After the onion/garlic/red wine magic mixture has done it's time in the roasting pan,pour it,the brown sugar,bay leaves and thyme in on top of the meat in the slow cooker,put the lid on and LEAVE IT ALONE. Don't pick up the lid in a few hours to smell the flavors,if you let the slow-cokoer do it's job the smells will waft from it and will fill your house and you won't mess up the actual cooking of it's contents.(I have to tell myself that every time I make some dish in the slow-cooker.LEAVE IT ALONE.So I'm nosy and cute,but at least I can cook!)
When the meat is finished cooking take it out of the slow-cooker VERY CAREFULLY and put it in a 13x9 baking dish,cover it with foil and let it rest while you make the gravy.
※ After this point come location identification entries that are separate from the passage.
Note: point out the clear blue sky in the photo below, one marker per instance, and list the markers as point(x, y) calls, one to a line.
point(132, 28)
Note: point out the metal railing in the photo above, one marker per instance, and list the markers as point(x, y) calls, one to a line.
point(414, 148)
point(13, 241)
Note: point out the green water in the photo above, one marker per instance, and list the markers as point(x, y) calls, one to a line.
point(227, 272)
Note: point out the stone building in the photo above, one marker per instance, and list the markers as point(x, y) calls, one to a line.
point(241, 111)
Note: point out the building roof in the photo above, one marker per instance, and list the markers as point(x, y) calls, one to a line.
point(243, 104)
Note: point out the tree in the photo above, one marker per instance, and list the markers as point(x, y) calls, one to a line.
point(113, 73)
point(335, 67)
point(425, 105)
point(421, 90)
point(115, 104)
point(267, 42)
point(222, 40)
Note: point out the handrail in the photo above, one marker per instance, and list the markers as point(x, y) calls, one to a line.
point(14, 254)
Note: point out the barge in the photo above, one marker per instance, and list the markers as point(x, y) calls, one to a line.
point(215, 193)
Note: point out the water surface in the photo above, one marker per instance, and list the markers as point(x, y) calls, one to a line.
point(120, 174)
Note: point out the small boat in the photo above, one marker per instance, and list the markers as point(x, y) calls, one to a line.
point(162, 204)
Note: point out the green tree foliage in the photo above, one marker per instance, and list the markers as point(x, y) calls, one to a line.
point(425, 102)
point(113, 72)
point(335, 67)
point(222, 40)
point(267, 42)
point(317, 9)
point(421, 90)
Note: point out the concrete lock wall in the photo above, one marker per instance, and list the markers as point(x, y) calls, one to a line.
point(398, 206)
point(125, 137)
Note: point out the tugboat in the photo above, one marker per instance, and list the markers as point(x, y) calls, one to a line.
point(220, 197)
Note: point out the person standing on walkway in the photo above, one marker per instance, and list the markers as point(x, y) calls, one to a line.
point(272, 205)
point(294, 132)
Last Sunday evening my husband and I coincidentally were both wearing white.He had a cream-colored polo shirt on and I had on a new red cardigan/white button down shirt combo on and well we took our time getting the meat out of the crock. The meat was falling apart,a challenge. Again VERY CAREFULLY.
The meal was amazing and the onion gravy was the some of he best gravy I have ever had. This is a recipe that will forever be on my Sunday Dinner list of recipes,heck I might get crazy and make it on a Saturday,who knows. Enjoy whatever day you make it!
Slow-Cooker Beef Brisket with Onion Gravy
adapted from The America's Test Kitchen Family Cookbook
( I adore this cookbook.I haven't been cooking that long and don't have a
ton of "go-to" cookbooks. This is one of them and I will forever treasure it.
And you should too.)
Prep time: 45 minutes
Slow-Cooker time: 8-9 hours
1 (5 -5 1/2 lb) beef brisket,trimmed
Salt and pepper
4 tsp vegetable oil
6 onions,halved and sliced thin
6 garlic cloves,minced
1/2 cup dry red wine
1 TBL tomato paste
1 cup chicken broth
1 3/4 cup beef broth
2 TBL brown sugar
4 bay leaves
1 TBL minced fresh thyme or
1 tsp dried
1/4 cup all-purpose flour
2 TBL cider vinegar
1. Dry the brisket with paper towels,season with salt and pepper. Heat 2 TBL of vegetable oil in a 12-inch cast iron skillet (or large roasting pan set over two burners on the stove top). Brown the brisket on both sides,reducing the heat if the fat begins to smoke,about 10 minutes. Add the beef to the slow-cooker.
2. Add the remaining 2 TBL vegetable oil to the same pan you browned the meat in,heat over medium heat until shimmering. Add the onions and 1/4 tsp salt and cook until softened,5-10 minutes. Stir in the garlic and cook for 15 seconds. Stir in the wine and tomato paste,scraping the pan to get up any browned bits. Simmer and reduce the liquid by half,about 1 minute,then pour into the slow cooker.
3. Add the chicken broth,1 cup of the beef broth,brown sugar,bay leaves and thyme to the slow-cooker. Cover and cook on low until a dinner fork can be slid in and out of the meat with litle resistance,8-9 hours.( I thought this wasn't enough time for the amount of meat we had,but folks it was the perfect amount of time and the meat fell apart.)
4. When the meat is ready transfer it to a 13x9 baking dish,cover it with foil and lt it rest while you make the gravy. Discard the bay leaves. Whisk in the flour and remaining 3/4 cup of beef broth until smooth and stir it into the slow-cooker. Cover and and continue to cook until the sauce has thickened and no longer taste like flour,15-30 minutes longer. Stir in the vinegar and season with salt and pepper to taste.
5. Now the recipe then goes onto say transfer the meat ot a cutting board and slice on the bias,the meat I cooked fell apart.So we just sliced off the pieces and covered in gravy.I love this dish,hope you do too!.